BigEd wrote:
If you ever chance upon a diagram for the p2, please share! It sounds interesting. I did look at the forum thread linked earlier but didn't see what I wanted.
I agree that the P2 is interesting --- if you start a thread on the subject of the P2 I will read it!
It is conceivable that I will write code for the P2, although not very likely. There is a guy on the Parallax forum who wrote a Forth for the Propeller, but he is just value-adding to Parallax products for free --- this possibly boosts Parallax's sales of the Propeller, but all the guy gets for this is "ego-boo," and not very much of that as loyal Parallax customers will routinely say that Spin is far superior.
Realistically, processor vendors don't want third-party compilers to exist.

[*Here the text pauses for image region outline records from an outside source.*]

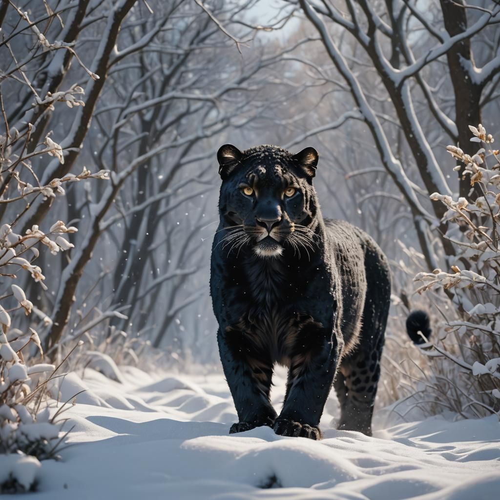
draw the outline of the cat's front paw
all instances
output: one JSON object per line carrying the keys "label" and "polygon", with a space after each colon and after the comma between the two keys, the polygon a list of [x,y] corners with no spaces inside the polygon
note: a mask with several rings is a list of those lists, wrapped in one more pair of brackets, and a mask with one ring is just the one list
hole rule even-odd
{"label": "cat's front paw", "polygon": [[244,432],[246,430],[250,430],[250,429],[260,427],[261,426],[272,427],[274,423],[274,419],[270,417],[254,420],[250,422],[238,422],[231,426],[231,428],[229,430],[229,434],[236,434],[236,432]]}
{"label": "cat's front paw", "polygon": [[317,426],[300,424],[288,418],[276,418],[273,428],[276,434],[282,436],[308,438],[316,441],[319,441],[323,437]]}

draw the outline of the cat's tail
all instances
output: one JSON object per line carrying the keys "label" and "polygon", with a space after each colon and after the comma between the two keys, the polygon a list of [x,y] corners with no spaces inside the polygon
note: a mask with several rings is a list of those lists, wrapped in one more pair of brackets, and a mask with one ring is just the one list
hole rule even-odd
{"label": "cat's tail", "polygon": [[426,340],[418,332],[421,332],[427,340],[429,340],[432,332],[429,315],[425,311],[420,310],[412,311],[406,318],[406,332],[408,336],[415,344],[425,344]]}

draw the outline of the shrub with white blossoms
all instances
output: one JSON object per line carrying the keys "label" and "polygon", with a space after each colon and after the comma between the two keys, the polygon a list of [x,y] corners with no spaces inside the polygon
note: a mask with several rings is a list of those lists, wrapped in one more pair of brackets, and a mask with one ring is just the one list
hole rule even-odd
{"label": "shrub with white blossoms", "polygon": [[[26,13],[13,6],[22,20],[29,22]],[[62,42],[50,44],[38,31],[36,25],[31,28],[36,31],[35,34],[44,50],[64,48],[76,57],[70,47],[63,46]],[[92,78],[98,78],[88,70],[88,73]],[[27,77],[24,76],[26,80]],[[53,110],[60,102],[66,103],[69,108],[84,105],[84,101],[78,98],[84,94],[84,90],[76,84],[67,90],[54,94],[49,92],[43,98],[37,94],[32,86],[28,84],[28,86],[34,98],[34,102],[29,103],[28,107],[40,106],[42,112]],[[20,225],[20,220],[26,220],[36,210],[37,198],[64,196],[66,185],[90,178],[107,180],[109,176],[108,170],[92,173],[84,167],[78,175],[68,174],[61,178],[40,182],[37,172],[43,172],[44,164],[39,162],[40,158],[53,156],[60,164],[64,164],[64,146],[58,144],[52,132],[45,134],[40,144],[33,144],[36,129],[30,123],[22,124],[20,130],[10,126],[1,90],[0,108],[2,124],[4,125],[2,132],[0,132],[2,494],[32,489],[40,466],[40,460],[54,456],[64,438],[60,436],[60,426],[56,421],[64,405],[62,408],[60,406],[55,413],[51,412],[47,405],[46,382],[58,375],[54,374],[57,368],[44,362],[42,344],[35,329],[38,328],[37,322],[34,320],[27,322],[25,318],[34,314],[38,324],[42,326],[51,324],[52,320],[34,306],[30,294],[25,293],[23,288],[28,290],[26,283],[32,280],[34,282],[30,290],[35,290],[35,296],[38,286],[47,289],[44,283],[43,271],[36,264],[40,252],[46,248],[55,255],[70,251],[74,246],[70,235],[78,230],[62,220],[56,221],[48,229],[33,225],[20,231],[18,227]]]}
{"label": "shrub with white blossoms", "polygon": [[450,228],[448,234],[456,236],[447,235],[456,254],[450,258],[454,260],[450,272],[436,269],[414,279],[422,284],[419,293],[433,288],[446,290],[456,312],[455,317],[440,324],[432,344],[423,346],[422,352],[450,360],[456,368],[448,378],[448,389],[442,385],[441,397],[455,392],[460,408],[453,409],[464,416],[500,416],[500,153],[492,148],[494,139],[482,125],[470,128],[474,136],[471,141],[484,147],[472,156],[456,146],[446,149],[461,162],[454,170],[463,169],[479,196],[474,200],[456,200],[431,195],[448,208],[442,222],[459,230]]}

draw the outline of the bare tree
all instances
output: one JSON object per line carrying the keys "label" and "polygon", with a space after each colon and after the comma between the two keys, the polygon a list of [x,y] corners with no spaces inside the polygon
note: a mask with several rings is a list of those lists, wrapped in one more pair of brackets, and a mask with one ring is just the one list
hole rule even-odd
{"label": "bare tree", "polygon": [[[486,49],[482,43],[496,32],[500,6],[476,10],[443,0],[430,2],[424,12],[420,2],[412,0],[286,3],[302,8],[319,35],[324,54],[350,94],[353,108],[335,128],[352,118],[368,126],[382,166],[410,208],[427,265],[434,268],[436,260],[429,230],[440,220],[444,209],[436,202],[431,211],[426,208],[428,204],[420,198],[398,155],[400,152],[392,146],[393,138],[400,131],[405,143],[403,150],[411,154],[412,166],[416,168],[428,194],[451,193],[449,181],[430,144],[430,136],[424,133],[420,122],[430,118],[430,124],[439,134],[458,142],[464,151],[470,150],[471,136],[464,132],[468,130],[464,124],[480,120],[482,110],[494,98],[500,70],[498,35]],[[348,48],[346,38],[350,40]],[[340,44],[343,44],[342,50]],[[482,68],[476,67],[476,60],[488,58]],[[364,78],[367,72],[370,76]],[[446,88],[452,92],[450,98],[444,96]],[[388,115],[380,110],[380,103],[388,100],[394,110]],[[324,130],[332,128],[327,125]],[[460,180],[462,196],[470,188],[466,180]],[[452,254],[452,247],[442,236],[446,229],[446,224],[438,224],[438,236],[445,254]]]}

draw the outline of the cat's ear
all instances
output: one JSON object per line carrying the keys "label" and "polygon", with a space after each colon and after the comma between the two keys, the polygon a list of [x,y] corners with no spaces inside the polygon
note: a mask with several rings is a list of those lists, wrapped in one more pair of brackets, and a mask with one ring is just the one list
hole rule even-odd
{"label": "cat's ear", "polygon": [[238,166],[242,154],[232,144],[224,144],[217,152],[219,162],[219,175],[222,180],[226,179]]}
{"label": "cat's ear", "polygon": [[316,175],[316,167],[320,156],[314,148],[306,148],[294,154],[293,158],[308,176],[312,178]]}

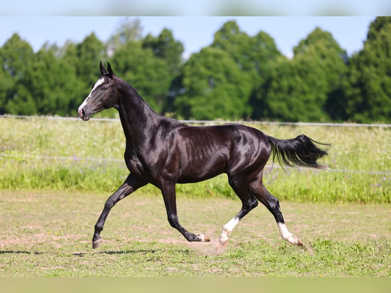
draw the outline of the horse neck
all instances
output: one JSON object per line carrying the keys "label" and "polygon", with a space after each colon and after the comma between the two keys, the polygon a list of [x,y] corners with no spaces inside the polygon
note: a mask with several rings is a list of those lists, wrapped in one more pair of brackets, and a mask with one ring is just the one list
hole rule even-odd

The reason is that some customer might start complaining:
"My program was written perfectly, but it doesn't work, so there must be a bug in the hardware!"Most of the time, a technical-support person will examine the code that supposedly demonstrates the hardware bug and discover that it is actually a software bug and the hardware is fine. This only works however, if the code is written in a language that the technical-support person understands, and a compiler that the technical-support person feels confident doesn't have any bugs.
I have no intention of ever allowing any assembler/compiler except my own to be available for the TOYF (assuming that the TOYF makes it into an FPGA).
I especially will strive to prevent an ANS-Forth compiler from being written for the TOYF. The problem here is that ANS-Forth is the Standard (with a capital 'S') and my compiler is automatically relegated to being a non-standard wanna-be. A big feature in the TOYF is that I support quotations that have access to the parent function's local variables despite the fact that the HOF (higher-order function) that was called by the parent function and is executing the quotation, has local variables of its own. Quotations have been indirectly banned in ANS-Forth by various rules, and have been explicitly banned in Forth-200x --- so, any ANS-Forth or Forth-200x compiler will generate crippled TOYF code that doesn't take advantage of the TOYF's primary feature and makes the TOYF look like a typical crude and stupid Forth processor. Note that Stephen Pelc did a "clean-room implementation" of the RTX-2000 in an FPGA that he is selling, so he is financially motivated to cripple any other Forth FPGA implementation to prevent it from having features that the RTX-2000 lacks.
Anyway, the P2 does loosely-coupled parallel processing. As interesting as this may be, it has nothing to do with tightly-coupled parallel processing.
There is no round-table access to common data in the TOYF, and there isn't going to be. The registers are common data, but they have to be read from and written to in parallel --- the three processors (A B M) can't take turns accessing the registers.
If people think that the TOYF design is dumb (everybody seems to, so far), I would prefer that they just ignore this thread (everybody has been ignoring it for many months, until just recently) rather than divert the thread into something that is interesting such as the P2 or RISC-V.